Paul McLaney Newsletter Interview
06 Nov 2006 // An interview by Shade
1) What was your greatest achievement during 2006?
Musically? Without doubt the writing and recording of 'Edin'; finally getting around to making an album the way my favourite albums were recorded and with songs I feel are the truest representation of my musical self. It's very easy to get swept up in the commercial industry of music, especially when you are trying to make a living at it. I've discovered the reality is that the truer you are to yourself, the truer you are to everyone around you.
2) Do you have any new recordings or tours planned for 2007?
I have lots of plans that involve touring and recording...
3) What do you think could be done to make NZ music even better?
I think the focus on radio as the primary means of achieving commercial success is not altogether a healthy one. Great songs don't necessarily fit the standard radio format. I hear more and more songs everyday that are indistinguishable - sort of mix'n'match soundalikes. I don't think it's advancing our own sense of cultural identity/uniqueness to encourage our upcoming songwriters to "fit the mould". It seems to me there are a great deal of extremely talented musicians who fall between the cracks of commercial and alternative/b-net stations. Filling up the cracks would be a good idea...

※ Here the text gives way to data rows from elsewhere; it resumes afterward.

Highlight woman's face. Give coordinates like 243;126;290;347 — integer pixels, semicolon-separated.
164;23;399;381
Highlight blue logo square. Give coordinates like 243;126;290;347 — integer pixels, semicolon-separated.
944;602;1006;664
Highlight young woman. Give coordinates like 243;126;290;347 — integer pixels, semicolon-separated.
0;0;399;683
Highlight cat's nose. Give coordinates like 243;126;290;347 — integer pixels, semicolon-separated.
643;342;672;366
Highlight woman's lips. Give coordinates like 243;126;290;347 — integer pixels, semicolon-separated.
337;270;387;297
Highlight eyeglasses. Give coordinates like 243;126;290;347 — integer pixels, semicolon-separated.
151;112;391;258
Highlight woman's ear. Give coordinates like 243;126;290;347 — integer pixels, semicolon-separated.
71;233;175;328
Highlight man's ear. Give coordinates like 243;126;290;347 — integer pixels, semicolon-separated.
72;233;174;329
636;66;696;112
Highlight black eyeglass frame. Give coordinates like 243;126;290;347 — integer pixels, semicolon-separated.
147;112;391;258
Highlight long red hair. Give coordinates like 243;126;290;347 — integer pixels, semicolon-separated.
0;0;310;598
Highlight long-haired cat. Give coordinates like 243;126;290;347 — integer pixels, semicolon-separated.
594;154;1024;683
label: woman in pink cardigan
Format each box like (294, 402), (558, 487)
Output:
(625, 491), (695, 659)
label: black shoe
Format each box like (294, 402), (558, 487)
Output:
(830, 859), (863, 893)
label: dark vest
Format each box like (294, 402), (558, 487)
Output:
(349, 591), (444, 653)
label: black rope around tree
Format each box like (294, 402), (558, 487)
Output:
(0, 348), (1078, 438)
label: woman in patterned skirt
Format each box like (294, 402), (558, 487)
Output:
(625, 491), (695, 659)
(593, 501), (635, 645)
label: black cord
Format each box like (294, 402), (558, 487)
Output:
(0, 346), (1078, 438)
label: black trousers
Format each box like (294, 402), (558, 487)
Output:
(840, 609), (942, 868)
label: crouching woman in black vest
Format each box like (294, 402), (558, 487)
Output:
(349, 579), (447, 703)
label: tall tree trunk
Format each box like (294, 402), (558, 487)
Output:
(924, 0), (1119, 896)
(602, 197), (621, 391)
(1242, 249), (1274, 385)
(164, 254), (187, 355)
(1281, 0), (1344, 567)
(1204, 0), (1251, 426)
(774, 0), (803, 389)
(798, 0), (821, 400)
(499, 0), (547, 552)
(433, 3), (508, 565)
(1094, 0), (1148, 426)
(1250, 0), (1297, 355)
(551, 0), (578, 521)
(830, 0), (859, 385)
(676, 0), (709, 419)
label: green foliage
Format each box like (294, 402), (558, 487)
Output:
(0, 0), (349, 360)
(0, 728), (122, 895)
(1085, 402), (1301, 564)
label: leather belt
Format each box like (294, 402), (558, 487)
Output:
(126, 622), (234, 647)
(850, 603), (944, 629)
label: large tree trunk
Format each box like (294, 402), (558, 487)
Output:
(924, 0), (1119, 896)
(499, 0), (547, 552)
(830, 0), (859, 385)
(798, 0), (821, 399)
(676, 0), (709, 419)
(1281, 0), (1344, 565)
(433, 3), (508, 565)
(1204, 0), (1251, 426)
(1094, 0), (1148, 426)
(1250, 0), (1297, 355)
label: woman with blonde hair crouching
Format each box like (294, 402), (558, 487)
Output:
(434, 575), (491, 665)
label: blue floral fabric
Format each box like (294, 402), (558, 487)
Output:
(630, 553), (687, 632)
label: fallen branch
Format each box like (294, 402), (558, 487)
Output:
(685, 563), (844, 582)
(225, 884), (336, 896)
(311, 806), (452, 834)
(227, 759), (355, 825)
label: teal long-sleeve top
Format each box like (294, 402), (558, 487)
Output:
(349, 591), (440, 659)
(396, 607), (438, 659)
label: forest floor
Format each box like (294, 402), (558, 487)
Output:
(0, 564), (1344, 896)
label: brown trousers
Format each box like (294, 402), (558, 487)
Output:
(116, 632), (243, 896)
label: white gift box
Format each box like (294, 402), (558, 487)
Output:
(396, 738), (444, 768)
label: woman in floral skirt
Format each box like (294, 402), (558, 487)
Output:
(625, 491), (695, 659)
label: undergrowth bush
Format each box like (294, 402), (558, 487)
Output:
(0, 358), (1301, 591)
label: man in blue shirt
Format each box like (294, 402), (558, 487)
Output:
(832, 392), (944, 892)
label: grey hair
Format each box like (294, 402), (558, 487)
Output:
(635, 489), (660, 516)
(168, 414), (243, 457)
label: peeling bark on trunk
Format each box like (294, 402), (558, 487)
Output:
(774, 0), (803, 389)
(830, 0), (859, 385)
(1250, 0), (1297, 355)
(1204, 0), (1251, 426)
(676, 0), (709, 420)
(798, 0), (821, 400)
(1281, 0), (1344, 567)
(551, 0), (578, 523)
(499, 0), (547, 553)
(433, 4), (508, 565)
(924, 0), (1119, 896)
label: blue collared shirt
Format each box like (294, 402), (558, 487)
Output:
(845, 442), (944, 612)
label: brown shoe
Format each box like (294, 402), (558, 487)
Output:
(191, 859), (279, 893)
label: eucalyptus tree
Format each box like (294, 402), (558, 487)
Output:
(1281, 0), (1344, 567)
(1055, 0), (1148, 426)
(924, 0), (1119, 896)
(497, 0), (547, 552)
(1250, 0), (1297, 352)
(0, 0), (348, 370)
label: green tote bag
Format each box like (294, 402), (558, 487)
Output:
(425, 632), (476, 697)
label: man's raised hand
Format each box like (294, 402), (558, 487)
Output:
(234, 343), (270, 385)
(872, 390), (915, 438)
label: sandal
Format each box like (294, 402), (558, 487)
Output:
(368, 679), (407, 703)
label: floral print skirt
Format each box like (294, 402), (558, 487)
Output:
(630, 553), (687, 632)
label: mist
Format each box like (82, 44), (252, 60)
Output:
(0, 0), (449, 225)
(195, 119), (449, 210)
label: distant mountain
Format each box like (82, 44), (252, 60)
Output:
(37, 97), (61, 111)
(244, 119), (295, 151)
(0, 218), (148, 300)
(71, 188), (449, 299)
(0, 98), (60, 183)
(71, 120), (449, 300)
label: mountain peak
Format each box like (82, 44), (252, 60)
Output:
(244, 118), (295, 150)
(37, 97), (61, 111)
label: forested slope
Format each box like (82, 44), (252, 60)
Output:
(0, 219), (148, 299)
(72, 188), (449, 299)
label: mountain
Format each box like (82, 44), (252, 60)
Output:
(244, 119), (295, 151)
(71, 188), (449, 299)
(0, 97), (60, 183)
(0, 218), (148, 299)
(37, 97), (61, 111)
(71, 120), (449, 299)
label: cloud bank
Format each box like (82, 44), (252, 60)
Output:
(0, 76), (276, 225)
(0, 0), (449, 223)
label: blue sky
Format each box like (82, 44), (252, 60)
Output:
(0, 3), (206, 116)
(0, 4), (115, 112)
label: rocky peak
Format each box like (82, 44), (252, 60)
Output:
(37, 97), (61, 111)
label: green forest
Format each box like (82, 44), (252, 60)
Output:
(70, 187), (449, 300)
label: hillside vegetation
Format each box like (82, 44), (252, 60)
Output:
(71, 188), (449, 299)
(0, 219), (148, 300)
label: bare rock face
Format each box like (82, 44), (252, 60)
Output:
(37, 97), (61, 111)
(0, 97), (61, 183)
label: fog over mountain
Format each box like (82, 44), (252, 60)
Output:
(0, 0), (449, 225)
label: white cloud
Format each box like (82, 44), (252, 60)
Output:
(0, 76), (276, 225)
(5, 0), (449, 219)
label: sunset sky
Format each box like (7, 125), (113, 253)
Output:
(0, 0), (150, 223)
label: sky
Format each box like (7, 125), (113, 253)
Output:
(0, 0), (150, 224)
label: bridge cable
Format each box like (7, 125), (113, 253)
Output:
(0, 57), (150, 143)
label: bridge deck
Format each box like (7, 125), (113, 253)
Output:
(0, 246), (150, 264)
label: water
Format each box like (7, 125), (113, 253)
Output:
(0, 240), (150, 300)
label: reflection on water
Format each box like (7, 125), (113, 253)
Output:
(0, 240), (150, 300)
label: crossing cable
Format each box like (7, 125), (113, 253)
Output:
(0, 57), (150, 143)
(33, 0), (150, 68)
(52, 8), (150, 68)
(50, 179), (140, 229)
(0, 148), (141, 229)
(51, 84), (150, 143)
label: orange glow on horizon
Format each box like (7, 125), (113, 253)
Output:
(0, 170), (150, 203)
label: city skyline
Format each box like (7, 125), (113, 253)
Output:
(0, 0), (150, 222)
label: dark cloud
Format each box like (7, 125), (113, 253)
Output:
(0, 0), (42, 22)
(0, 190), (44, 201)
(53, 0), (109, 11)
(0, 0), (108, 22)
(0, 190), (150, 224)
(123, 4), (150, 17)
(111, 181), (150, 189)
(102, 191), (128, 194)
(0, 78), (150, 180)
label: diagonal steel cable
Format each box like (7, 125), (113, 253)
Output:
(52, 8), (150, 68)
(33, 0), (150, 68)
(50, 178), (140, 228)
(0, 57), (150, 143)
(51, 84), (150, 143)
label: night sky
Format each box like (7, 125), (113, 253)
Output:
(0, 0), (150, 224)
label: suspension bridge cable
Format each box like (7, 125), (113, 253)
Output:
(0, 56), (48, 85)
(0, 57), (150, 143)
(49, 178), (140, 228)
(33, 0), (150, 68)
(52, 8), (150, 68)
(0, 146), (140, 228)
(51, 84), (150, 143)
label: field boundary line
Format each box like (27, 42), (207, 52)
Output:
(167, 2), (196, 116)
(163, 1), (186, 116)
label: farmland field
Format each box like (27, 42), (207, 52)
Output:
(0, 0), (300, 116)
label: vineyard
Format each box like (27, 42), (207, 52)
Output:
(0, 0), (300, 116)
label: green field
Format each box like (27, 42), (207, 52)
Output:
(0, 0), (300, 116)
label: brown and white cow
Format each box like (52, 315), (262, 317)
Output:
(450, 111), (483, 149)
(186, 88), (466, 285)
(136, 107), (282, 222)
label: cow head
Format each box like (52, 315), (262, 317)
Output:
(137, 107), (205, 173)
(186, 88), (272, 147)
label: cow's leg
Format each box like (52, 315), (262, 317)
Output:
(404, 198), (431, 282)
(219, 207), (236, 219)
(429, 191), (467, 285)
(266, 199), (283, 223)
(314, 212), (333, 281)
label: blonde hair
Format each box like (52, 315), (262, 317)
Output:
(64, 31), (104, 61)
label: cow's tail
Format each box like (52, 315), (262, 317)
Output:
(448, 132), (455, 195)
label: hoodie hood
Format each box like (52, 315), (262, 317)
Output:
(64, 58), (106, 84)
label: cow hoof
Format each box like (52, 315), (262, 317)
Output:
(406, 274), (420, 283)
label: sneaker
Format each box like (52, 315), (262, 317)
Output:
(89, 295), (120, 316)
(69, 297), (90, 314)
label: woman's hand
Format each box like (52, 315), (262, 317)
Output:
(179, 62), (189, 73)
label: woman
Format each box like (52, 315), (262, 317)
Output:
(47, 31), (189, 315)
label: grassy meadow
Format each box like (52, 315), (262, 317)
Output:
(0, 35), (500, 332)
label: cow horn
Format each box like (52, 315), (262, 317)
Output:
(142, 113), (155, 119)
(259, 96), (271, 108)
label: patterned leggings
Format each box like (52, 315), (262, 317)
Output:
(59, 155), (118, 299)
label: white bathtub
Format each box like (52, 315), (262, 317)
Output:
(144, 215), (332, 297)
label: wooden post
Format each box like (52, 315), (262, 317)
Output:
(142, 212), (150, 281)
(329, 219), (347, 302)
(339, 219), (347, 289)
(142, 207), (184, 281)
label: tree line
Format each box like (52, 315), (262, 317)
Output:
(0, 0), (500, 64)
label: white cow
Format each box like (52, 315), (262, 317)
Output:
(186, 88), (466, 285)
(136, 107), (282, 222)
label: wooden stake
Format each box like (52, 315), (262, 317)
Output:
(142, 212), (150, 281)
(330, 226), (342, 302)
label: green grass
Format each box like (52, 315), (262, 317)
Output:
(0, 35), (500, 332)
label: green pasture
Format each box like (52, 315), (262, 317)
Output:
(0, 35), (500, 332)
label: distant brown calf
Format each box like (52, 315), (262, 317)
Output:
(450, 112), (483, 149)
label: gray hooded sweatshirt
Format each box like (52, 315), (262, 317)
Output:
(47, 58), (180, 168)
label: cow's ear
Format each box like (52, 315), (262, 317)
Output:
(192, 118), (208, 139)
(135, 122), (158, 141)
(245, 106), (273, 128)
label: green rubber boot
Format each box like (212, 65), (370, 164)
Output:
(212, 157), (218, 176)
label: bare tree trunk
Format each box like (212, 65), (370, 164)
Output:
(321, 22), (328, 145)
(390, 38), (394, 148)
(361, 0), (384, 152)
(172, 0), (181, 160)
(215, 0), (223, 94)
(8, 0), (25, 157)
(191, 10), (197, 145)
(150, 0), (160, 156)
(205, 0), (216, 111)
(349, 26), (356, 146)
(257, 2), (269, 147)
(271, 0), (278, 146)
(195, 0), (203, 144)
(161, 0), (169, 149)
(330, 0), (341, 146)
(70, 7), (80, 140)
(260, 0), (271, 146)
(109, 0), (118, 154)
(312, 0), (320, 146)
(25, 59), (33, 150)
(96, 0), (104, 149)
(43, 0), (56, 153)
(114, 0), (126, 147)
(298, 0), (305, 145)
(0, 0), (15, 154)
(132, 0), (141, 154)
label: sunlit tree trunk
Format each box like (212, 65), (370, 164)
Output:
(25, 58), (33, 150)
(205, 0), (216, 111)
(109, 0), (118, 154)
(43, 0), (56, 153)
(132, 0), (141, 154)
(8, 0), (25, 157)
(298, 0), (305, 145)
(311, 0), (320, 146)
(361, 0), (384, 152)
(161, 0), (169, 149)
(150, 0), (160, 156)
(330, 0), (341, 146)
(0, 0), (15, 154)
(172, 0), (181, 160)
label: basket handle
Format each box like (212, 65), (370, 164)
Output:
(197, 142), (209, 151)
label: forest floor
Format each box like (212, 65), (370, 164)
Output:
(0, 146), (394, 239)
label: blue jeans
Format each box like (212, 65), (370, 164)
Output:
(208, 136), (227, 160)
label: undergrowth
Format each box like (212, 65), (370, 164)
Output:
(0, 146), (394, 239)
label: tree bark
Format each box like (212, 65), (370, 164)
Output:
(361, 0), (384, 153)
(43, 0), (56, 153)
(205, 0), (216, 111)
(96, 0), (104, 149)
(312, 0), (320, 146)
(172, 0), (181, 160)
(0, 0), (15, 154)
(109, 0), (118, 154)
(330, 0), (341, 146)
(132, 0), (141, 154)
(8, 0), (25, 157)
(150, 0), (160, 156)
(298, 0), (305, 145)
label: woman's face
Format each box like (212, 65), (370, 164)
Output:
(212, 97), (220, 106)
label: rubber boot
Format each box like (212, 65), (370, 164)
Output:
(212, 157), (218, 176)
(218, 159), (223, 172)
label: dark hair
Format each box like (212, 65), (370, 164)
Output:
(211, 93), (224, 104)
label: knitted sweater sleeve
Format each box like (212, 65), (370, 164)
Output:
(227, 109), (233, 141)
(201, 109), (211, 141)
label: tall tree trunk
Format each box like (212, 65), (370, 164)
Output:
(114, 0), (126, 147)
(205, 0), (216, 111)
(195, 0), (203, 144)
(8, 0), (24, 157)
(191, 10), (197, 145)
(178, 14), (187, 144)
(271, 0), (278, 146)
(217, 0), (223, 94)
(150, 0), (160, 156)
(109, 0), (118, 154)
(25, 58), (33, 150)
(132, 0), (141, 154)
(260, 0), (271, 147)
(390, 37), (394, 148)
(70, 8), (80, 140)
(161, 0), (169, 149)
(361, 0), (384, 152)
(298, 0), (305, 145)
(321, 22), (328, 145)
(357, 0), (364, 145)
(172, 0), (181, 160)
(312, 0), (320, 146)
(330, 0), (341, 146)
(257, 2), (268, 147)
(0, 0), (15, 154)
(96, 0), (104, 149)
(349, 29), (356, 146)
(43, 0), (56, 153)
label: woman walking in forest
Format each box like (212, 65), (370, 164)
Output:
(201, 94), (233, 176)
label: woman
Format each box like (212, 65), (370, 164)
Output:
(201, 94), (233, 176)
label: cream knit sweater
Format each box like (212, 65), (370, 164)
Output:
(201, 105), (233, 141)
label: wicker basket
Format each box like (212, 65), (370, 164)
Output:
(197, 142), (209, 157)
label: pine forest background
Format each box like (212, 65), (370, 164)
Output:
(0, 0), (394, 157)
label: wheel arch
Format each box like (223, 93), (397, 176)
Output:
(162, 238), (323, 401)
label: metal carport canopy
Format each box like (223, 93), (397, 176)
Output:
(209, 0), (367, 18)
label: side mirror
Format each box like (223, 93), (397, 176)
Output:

4) What is your favourite place to be in NZ?
Hawea. Mountains and lakes give a good sense of perspective... But anywhere my lady is works just as well.
5) Who do you admire the most in NZ music at the moment?
Very hard to single one out; SJD for his dedication to the craft of songwriting; Warren Maxwell for the fact that his music never speaks a lie; Shayne Carter for for his enduring spark; Jakob for reaching the essence of what it is they do that nobody else does; Sam Scott for quality control.
About Paul McLaney
Thirteen schools by the age of 12, growing up in the shadows of North-East England’s sprawling petrochemical factories then transplanted worlds away to the idle wiles of Aotearoa’s northern reaches; music was the only constant in the life of Paul McLaney, singer, guitar-player. Yet his music has only furthered his travels, and his stylistic leanings have been anything but constant. From folky pop and thunderous rock’n’roll spanning the exploits of his band Gramsci to complete immersion in electronica of dance music collaborations and new excursion The Blush Response, McLaney’s life has been one of movement.
Visit the muzic.net.nz Profile for Paul McLaney
Today, his travels bring him to a bustling Wellington café, a mere whistle-stop. It’s barely enough time to dispense with the pleasantries before McLaney fixes his gaze and embarks on the story of his journey; the brush-strokes of his life that have led him to now, on the eve of his solo album 'Edin'.
“I’ve never revealed myself for the camera before,” he says, matter-of-factly, of the night before, when he was awake until daybreak shooting the video for his first single 'Don’t Want to Know'. “I’ve either been obscured or part of the background or not the subject. This is new to me.